The Bible seems to instruct that's the opposite approach to take. Nehemiah, one of us if you will, sure seemed to indicate that having the odds against a project is no reason to not commit to the project. When some of the officials in Jerusalem actually had the nerve to laugh at the project, Nehemiah said, "The God of Heaven will make sure we succeed. We're his servants and we're going to work, rebuilding. You can keep your nose out of it. You get no say in this -- Jerusalems' none of your business.

God's business is making us feel the joy he feels when he hears us worship.
God's business is making us equipted to handle the load he has put upon us.
God's business is making us see what his will is.
God's business is making us all know that He is God.
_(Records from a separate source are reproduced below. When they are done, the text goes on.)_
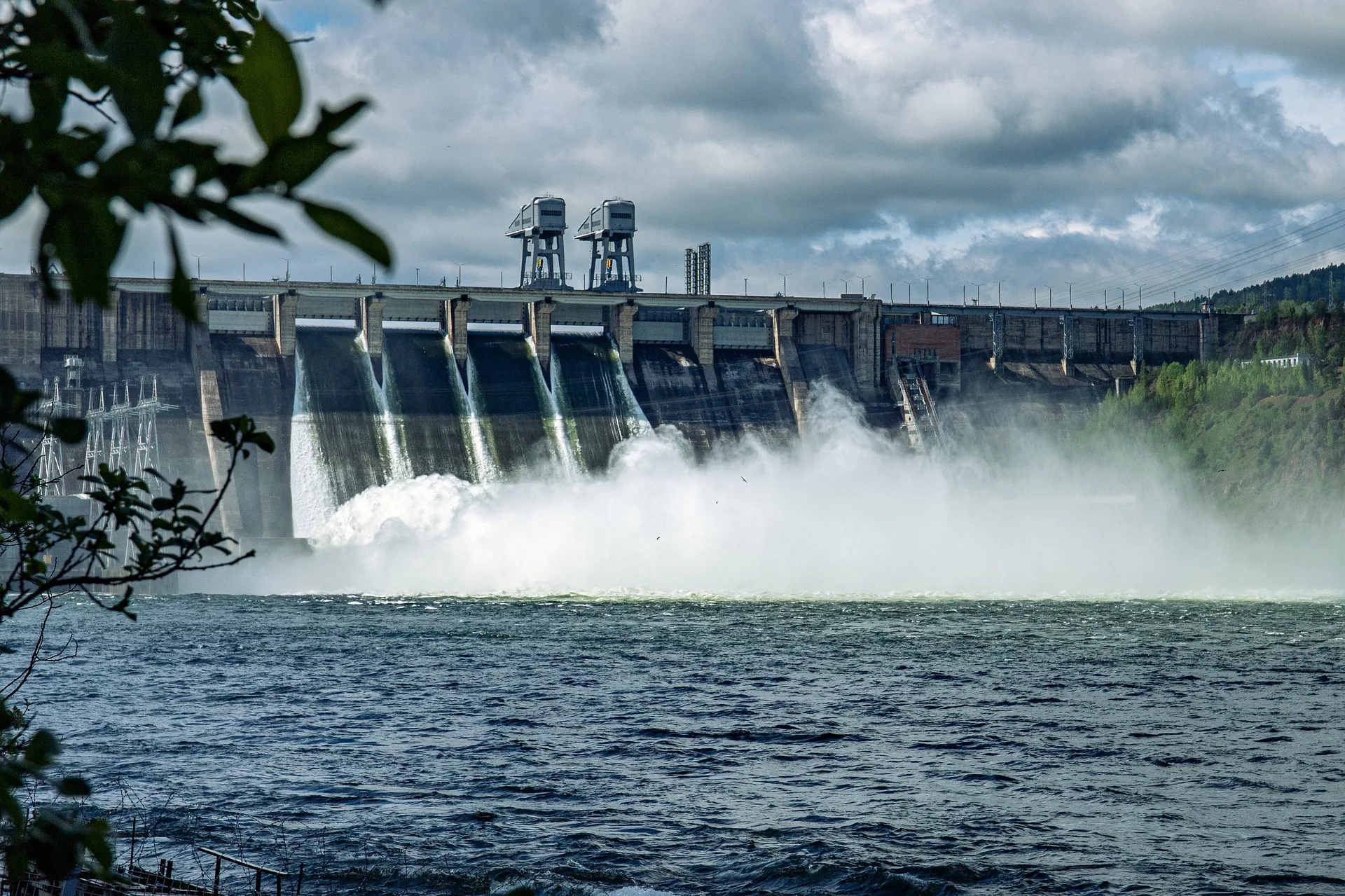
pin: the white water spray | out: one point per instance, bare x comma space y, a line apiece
311, 492
552, 418
482, 462
843, 510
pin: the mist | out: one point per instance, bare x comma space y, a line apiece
843, 510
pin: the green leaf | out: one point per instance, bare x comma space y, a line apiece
85, 237
263, 440
188, 106
268, 81
349, 229
67, 429
181, 294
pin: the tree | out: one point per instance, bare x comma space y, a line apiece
113, 89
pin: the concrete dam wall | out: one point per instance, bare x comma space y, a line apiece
362, 388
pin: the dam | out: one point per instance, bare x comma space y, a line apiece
362, 385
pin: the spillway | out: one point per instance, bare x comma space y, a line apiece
672, 389
428, 406
506, 389
254, 380
593, 399
336, 396
755, 392
829, 365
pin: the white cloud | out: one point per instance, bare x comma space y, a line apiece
960, 137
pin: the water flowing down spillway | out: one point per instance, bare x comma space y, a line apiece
338, 399
428, 406
595, 401
830, 365
506, 389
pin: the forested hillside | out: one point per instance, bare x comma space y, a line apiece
1261, 438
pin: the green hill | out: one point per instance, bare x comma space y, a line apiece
1262, 439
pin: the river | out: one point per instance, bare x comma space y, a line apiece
720, 745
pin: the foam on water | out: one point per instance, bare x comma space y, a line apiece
843, 510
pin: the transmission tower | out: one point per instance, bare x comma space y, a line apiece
147, 434
96, 422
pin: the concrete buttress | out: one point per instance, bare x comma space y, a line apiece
787, 358
284, 307
865, 349
703, 340
109, 329
622, 324
212, 408
537, 323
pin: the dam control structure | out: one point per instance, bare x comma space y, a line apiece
364, 385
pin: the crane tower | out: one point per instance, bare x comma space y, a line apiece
541, 226
611, 229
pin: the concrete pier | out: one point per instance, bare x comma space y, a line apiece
371, 326
622, 327
284, 307
537, 323
703, 340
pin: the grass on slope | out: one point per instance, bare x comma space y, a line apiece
1262, 439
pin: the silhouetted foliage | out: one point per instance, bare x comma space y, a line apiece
115, 90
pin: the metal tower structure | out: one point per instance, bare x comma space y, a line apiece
109, 438
698, 270
147, 434
51, 453
611, 229
95, 422
541, 226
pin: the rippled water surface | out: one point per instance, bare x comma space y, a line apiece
724, 745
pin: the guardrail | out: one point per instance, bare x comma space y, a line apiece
261, 869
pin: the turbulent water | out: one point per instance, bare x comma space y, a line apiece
687, 745
719, 668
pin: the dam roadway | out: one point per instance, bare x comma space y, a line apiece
362, 385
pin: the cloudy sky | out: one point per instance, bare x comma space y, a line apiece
1032, 143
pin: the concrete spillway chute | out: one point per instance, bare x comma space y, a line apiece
611, 229
541, 226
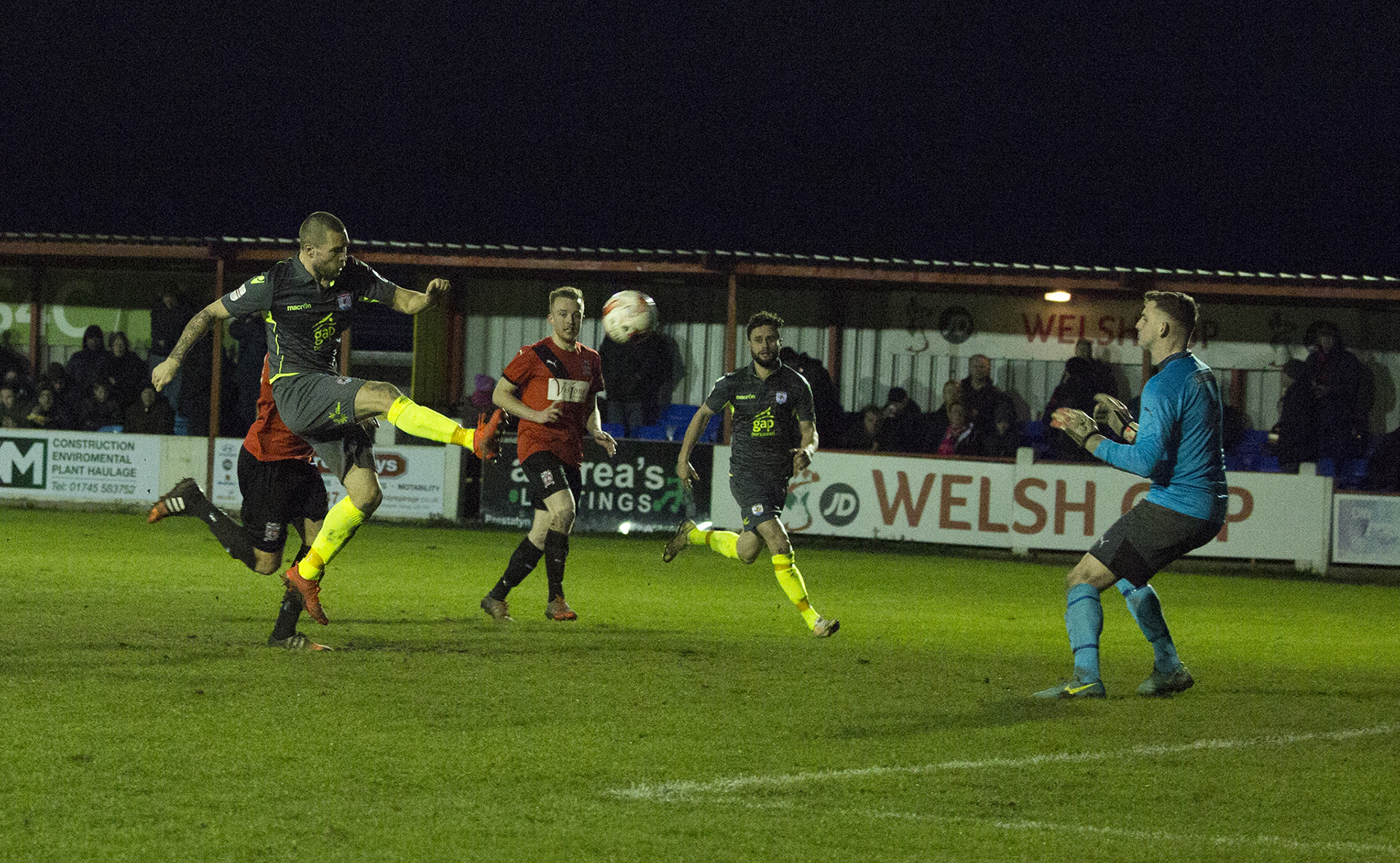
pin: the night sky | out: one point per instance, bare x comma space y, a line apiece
1224, 136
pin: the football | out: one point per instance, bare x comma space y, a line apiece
629, 313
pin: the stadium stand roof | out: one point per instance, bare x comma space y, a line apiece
916, 271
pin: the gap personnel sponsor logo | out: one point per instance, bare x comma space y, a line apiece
763, 423
23, 463
324, 331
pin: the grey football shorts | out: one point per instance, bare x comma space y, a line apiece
1147, 538
319, 409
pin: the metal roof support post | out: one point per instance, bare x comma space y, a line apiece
216, 384
731, 347
35, 317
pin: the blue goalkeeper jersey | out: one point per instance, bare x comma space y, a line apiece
1179, 440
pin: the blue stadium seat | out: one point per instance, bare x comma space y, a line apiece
678, 417
712, 432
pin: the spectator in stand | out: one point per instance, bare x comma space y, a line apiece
42, 411
129, 373
168, 320
1342, 392
1293, 436
481, 401
640, 377
21, 383
1100, 371
149, 415
1076, 390
903, 426
873, 421
15, 369
979, 392
100, 409
1383, 465
961, 435
936, 423
251, 334
832, 422
1003, 439
68, 401
12, 411
91, 363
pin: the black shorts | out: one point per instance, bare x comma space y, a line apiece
761, 498
1147, 538
548, 475
278, 493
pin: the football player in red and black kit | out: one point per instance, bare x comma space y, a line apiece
552, 386
280, 487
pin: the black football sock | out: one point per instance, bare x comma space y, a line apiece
523, 563
287, 616
292, 605
556, 549
237, 541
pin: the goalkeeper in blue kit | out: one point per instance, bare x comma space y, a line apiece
1178, 446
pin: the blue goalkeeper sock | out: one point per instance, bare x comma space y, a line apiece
1084, 621
1147, 610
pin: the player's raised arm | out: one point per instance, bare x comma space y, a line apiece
803, 456
506, 398
412, 301
693, 432
164, 373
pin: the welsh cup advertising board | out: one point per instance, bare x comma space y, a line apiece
636, 491
1030, 506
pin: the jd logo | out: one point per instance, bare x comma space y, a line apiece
21, 458
839, 505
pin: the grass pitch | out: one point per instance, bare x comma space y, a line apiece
685, 716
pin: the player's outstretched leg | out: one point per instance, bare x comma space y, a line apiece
723, 543
793, 584
187, 499
1084, 621
424, 422
339, 526
284, 631
1170, 674
680, 541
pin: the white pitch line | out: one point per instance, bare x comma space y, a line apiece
686, 788
1150, 835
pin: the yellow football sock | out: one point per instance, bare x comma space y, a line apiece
724, 543
336, 530
793, 584
426, 422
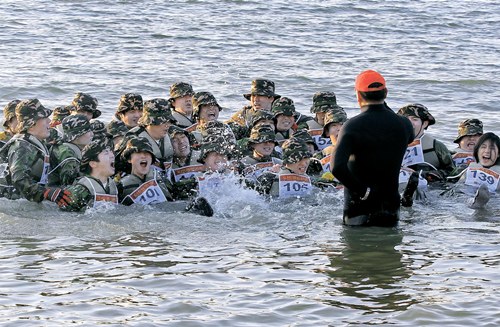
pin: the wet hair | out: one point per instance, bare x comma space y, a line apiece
485, 137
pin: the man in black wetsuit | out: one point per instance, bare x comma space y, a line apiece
368, 156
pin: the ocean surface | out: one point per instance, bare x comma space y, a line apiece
254, 263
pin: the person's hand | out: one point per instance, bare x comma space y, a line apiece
58, 195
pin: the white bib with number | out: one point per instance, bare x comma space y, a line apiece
479, 176
293, 185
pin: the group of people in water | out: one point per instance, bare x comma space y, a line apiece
177, 149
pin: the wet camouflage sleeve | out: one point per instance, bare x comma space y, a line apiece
68, 171
80, 198
22, 157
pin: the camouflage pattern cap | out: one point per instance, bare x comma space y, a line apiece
75, 126
294, 150
323, 101
283, 106
262, 87
156, 112
91, 151
137, 144
469, 127
180, 89
417, 110
9, 111
117, 128
28, 112
86, 102
333, 116
261, 134
128, 102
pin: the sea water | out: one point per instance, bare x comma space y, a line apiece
254, 263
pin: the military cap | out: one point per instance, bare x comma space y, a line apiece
128, 102
283, 106
116, 128
137, 144
200, 99
9, 111
180, 89
28, 112
259, 115
294, 150
417, 110
333, 116
469, 127
324, 101
86, 102
261, 134
156, 112
262, 87
75, 126
91, 151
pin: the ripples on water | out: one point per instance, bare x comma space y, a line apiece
254, 263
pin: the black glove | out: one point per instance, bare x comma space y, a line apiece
57, 195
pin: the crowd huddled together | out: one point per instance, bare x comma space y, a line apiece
176, 148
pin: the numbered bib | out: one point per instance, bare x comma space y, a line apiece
463, 158
293, 185
321, 142
187, 172
480, 176
414, 154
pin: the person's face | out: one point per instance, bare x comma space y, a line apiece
468, 142
180, 145
141, 163
320, 118
84, 139
184, 105
158, 132
215, 162
487, 153
41, 129
131, 117
300, 167
284, 123
263, 149
261, 102
209, 112
419, 126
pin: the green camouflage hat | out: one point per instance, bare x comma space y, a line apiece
259, 115
28, 112
294, 150
417, 110
261, 134
116, 128
324, 101
283, 106
137, 144
91, 151
9, 111
86, 102
156, 112
262, 87
180, 89
128, 102
75, 126
333, 116
469, 127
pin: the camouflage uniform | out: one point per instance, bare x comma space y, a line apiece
86, 102
259, 87
26, 155
179, 90
85, 191
65, 158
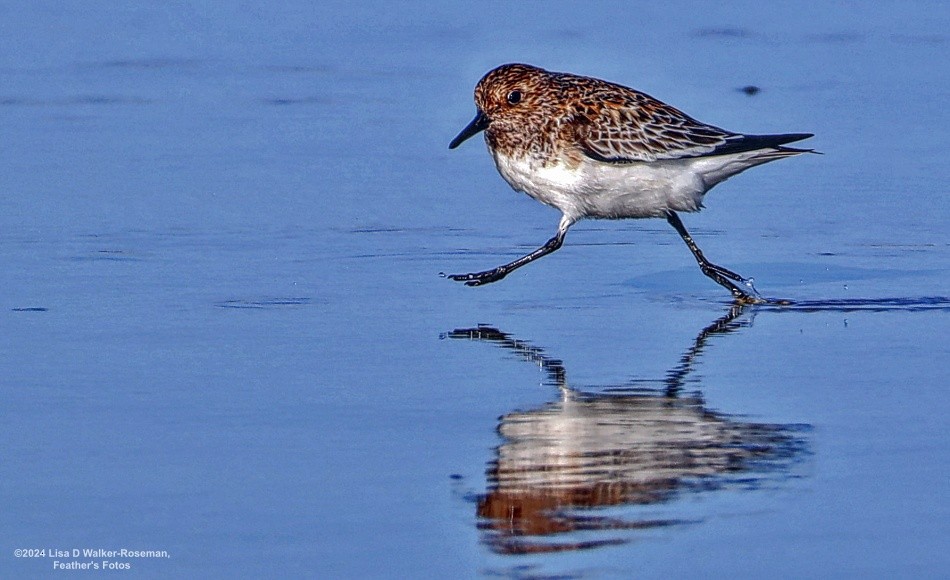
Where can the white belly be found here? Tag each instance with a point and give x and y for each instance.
(602, 190)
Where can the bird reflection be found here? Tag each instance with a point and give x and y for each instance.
(638, 444)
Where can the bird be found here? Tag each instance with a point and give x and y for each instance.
(596, 149)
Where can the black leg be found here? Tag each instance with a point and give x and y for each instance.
(496, 274)
(720, 275)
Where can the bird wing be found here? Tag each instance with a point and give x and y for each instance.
(638, 127)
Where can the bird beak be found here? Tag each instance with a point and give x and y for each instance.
(479, 123)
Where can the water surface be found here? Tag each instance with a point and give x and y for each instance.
(225, 335)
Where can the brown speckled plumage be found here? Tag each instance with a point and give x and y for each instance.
(595, 149)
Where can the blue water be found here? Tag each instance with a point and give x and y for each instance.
(225, 337)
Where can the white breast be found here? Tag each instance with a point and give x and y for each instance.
(602, 190)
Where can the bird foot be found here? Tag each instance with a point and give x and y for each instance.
(478, 278)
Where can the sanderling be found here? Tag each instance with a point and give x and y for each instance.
(595, 149)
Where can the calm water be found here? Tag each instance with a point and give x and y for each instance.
(225, 337)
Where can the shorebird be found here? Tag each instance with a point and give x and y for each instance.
(595, 149)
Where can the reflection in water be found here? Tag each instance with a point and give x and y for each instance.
(637, 444)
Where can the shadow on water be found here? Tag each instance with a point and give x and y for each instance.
(642, 443)
(915, 304)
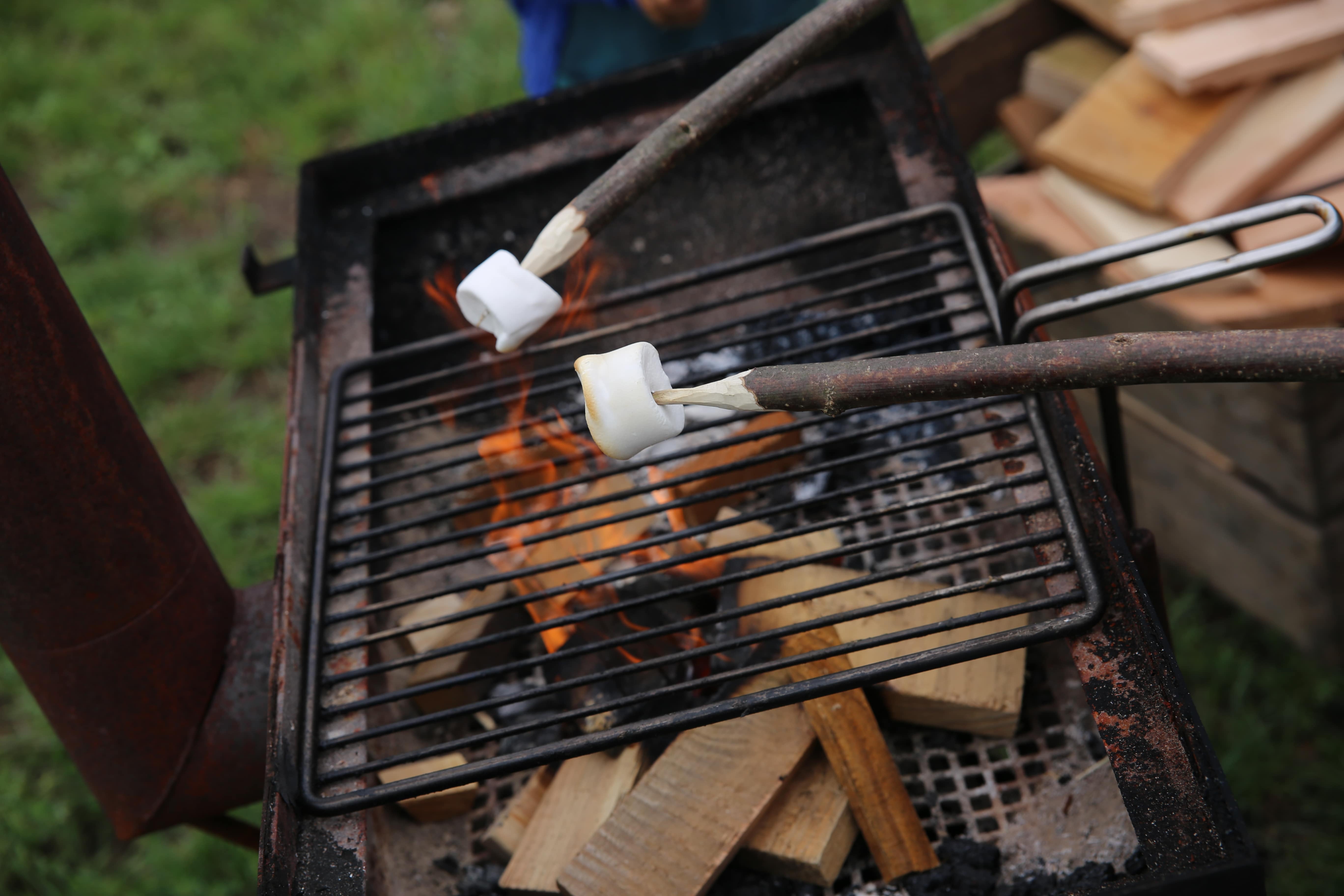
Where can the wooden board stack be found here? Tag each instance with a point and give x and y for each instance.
(1217, 107)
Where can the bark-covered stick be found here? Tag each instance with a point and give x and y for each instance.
(1124, 359)
(693, 126)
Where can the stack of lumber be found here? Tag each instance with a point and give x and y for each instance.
(1174, 112)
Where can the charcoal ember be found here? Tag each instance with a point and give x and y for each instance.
(480, 881)
(1082, 878)
(970, 868)
(523, 711)
(669, 610)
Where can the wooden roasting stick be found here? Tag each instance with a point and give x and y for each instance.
(693, 126)
(1124, 359)
(862, 761)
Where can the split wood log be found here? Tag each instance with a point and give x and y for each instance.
(1245, 49)
(1138, 17)
(451, 635)
(1058, 74)
(862, 761)
(982, 696)
(1135, 138)
(695, 123)
(584, 795)
(1287, 123)
(504, 835)
(1025, 120)
(808, 829)
(703, 512)
(683, 823)
(1322, 168)
(1101, 15)
(1108, 221)
(1308, 292)
(445, 804)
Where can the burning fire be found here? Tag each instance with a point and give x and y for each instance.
(526, 455)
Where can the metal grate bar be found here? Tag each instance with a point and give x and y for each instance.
(628, 575)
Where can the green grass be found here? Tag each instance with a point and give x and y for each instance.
(1277, 722)
(153, 139)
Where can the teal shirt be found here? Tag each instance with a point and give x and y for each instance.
(603, 41)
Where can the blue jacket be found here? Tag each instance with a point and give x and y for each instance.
(569, 42)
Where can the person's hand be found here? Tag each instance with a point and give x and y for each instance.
(674, 14)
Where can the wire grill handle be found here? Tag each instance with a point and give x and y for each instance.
(1061, 268)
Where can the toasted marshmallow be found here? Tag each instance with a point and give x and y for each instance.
(619, 389)
(507, 300)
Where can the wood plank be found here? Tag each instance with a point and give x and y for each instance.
(808, 829)
(791, 549)
(506, 832)
(1277, 232)
(682, 824)
(1136, 17)
(449, 635)
(703, 512)
(859, 756)
(1285, 124)
(980, 62)
(1322, 168)
(1134, 138)
(1107, 221)
(982, 696)
(1101, 14)
(584, 795)
(1058, 74)
(445, 804)
(1025, 120)
(1303, 294)
(1245, 49)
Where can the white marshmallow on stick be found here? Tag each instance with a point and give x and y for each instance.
(619, 404)
(510, 301)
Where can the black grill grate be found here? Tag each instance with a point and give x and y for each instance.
(640, 589)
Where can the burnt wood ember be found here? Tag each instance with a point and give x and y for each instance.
(718, 265)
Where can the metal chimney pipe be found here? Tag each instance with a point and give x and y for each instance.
(112, 606)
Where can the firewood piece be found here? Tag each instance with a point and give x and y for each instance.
(1101, 15)
(1277, 232)
(1134, 138)
(1025, 120)
(580, 800)
(445, 804)
(982, 696)
(807, 831)
(1136, 17)
(1107, 222)
(504, 835)
(1245, 49)
(791, 549)
(1322, 168)
(862, 761)
(703, 512)
(1288, 121)
(678, 829)
(445, 636)
(1058, 74)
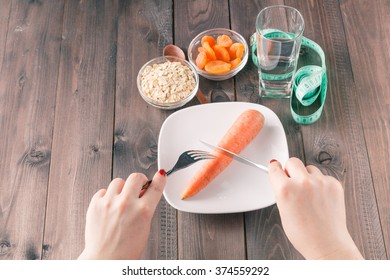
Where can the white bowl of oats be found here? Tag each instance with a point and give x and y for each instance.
(167, 82)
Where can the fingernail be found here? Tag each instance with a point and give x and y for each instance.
(162, 172)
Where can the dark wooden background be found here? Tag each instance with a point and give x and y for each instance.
(71, 119)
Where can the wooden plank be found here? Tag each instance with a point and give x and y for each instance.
(83, 129)
(206, 236)
(367, 28)
(264, 232)
(336, 142)
(145, 27)
(30, 40)
(5, 13)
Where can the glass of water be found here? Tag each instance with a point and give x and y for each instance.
(279, 32)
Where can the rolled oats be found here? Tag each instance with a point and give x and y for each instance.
(167, 82)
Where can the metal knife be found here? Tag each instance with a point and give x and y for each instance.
(237, 157)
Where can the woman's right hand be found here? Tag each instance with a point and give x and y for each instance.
(312, 211)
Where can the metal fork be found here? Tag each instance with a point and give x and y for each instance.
(186, 159)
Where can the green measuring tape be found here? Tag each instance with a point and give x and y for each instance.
(309, 85)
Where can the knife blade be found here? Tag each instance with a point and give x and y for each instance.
(236, 157)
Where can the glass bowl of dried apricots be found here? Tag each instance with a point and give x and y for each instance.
(218, 54)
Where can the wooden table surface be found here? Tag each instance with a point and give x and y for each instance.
(71, 119)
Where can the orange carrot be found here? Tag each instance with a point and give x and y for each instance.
(239, 135)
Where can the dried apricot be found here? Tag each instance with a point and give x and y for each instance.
(221, 53)
(235, 62)
(209, 39)
(201, 59)
(217, 67)
(236, 50)
(209, 51)
(224, 41)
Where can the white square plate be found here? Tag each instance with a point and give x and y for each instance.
(239, 188)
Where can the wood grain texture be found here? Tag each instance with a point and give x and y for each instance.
(144, 28)
(29, 55)
(338, 136)
(367, 28)
(201, 235)
(264, 232)
(83, 129)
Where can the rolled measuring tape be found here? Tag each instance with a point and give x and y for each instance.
(310, 82)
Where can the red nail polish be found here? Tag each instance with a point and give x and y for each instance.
(162, 172)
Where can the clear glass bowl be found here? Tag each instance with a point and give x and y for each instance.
(168, 105)
(196, 43)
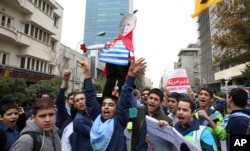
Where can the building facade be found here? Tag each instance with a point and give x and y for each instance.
(104, 15)
(30, 32)
(30, 47)
(227, 75)
(188, 59)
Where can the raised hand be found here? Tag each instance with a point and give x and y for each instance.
(136, 67)
(84, 65)
(66, 75)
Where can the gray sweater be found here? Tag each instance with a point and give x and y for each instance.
(50, 142)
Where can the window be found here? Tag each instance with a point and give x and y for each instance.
(28, 64)
(44, 36)
(52, 44)
(66, 62)
(32, 31)
(37, 65)
(3, 20)
(41, 67)
(36, 32)
(44, 4)
(40, 34)
(26, 29)
(45, 67)
(4, 58)
(33, 64)
(55, 21)
(8, 22)
(22, 62)
(39, 3)
(50, 69)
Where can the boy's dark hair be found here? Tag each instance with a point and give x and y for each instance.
(70, 94)
(239, 97)
(175, 95)
(208, 90)
(158, 92)
(112, 97)
(43, 93)
(5, 107)
(188, 100)
(145, 89)
(43, 103)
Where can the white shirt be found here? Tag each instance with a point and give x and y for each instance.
(65, 143)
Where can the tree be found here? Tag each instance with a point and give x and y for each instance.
(233, 38)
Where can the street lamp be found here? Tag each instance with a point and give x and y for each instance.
(102, 33)
(227, 79)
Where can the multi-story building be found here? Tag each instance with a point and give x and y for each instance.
(30, 48)
(228, 75)
(104, 15)
(30, 33)
(188, 59)
(66, 59)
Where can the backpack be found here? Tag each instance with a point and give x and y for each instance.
(37, 142)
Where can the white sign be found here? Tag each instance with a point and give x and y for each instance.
(165, 138)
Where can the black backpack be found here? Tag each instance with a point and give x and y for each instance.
(37, 143)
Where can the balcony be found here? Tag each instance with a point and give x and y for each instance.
(14, 36)
(234, 71)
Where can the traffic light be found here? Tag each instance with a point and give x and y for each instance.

That being the case, 2010 is the year where we finally...
Get closer to God
Quit making excuses about not giving all to him.
Start looking for those persons around us that God has pointed to who need Jesus right now.
Spend more time in prayer, as a way of getting closer to God.
Spend more time in scripture as a way of simply seeing Him for who He is and eventually seeing what my purpose, my special purpose, is.

That's where I see this year headed. That's what I pray you will try. The only thing that is keeping all of us from success, the kind of success that God wills for us, is effort.

Surrender and let 2010 be special (hear that Saints and saints?)